7Pourtant, ce glissement des enfants amérindiens d’un dispositif de protection de l’enfance à un autre n’a jamais été sanctionné par une loi du Congrès. Il n’a jamais été juridiquement entériné, mais s’est produit de fait, au gré de programmes et de pratiques qui sont alors mis en œuvre au sein de l’administration fédérale en charge des affaires indiennes et des États. L’Indian Adoption Project est ainsi lancé conjointement par le BIA et la Child Welfare League of America en 1958 (Fanshel 1972, Brieland 1973, Palmiste 2011, Planchou 2012). Ce programme est en fait un projet pilote destiné spécifiquement aux enfants indiens et conçu pour expérimenter deux types d’adoption qui, pense-t-on alors, doivent pouvoir bénéficier à tous les enfants américains en danger. C’est d’une part l’adoption « interraciale » (transracial)3 et, d’autre part, l’adoption « interfédérée » (interstate)4, c’est-à-dire d’un État à un autre. Les enfants qui participent au projet, lesquels résident pour la plupart dans une réserve, doivent ainsi non seulement être adoptés par des couples non indiens, mais également au sein d’un État différent de celui dont ils sont originaires. Ils sont donc exclusivement identifiés en fonction de l’État d’où ils viennent et non en fonction de leur affiliation tribale.
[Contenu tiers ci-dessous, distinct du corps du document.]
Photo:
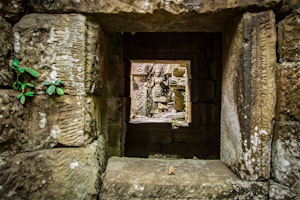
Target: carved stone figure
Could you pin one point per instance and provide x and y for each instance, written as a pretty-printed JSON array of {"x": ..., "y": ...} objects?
[{"x": 157, "y": 84}]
Leur statut spécifique ainsi mis de côté, il est alors plus aisé de faire intervenir les institutions des États, en particulier les tribunaux pour enfants et, dans le même temps, d’écarter les gouvernements tribaux. En 1967, lorsque le projet prend fin, 395 enfants ont été placés dans vingt-six États, surtout dans l’Est et le Middle West (Lyslo 1968). Par ailleurs, l’Indian Adoption Project a impulsé un mouvement plus large au sein de la société américaine en encourageant les agences d’adoption des États à étendre leurs services à des enfants qu’ils ne considéraient pas jusque-là comme relevant de leur responsabilité. Ainsi, indépendamment des enfants placés par le biais du projet, l’adoption des mineurs amérindiens augmente considérablement dans les années 1960 (Unger 1977).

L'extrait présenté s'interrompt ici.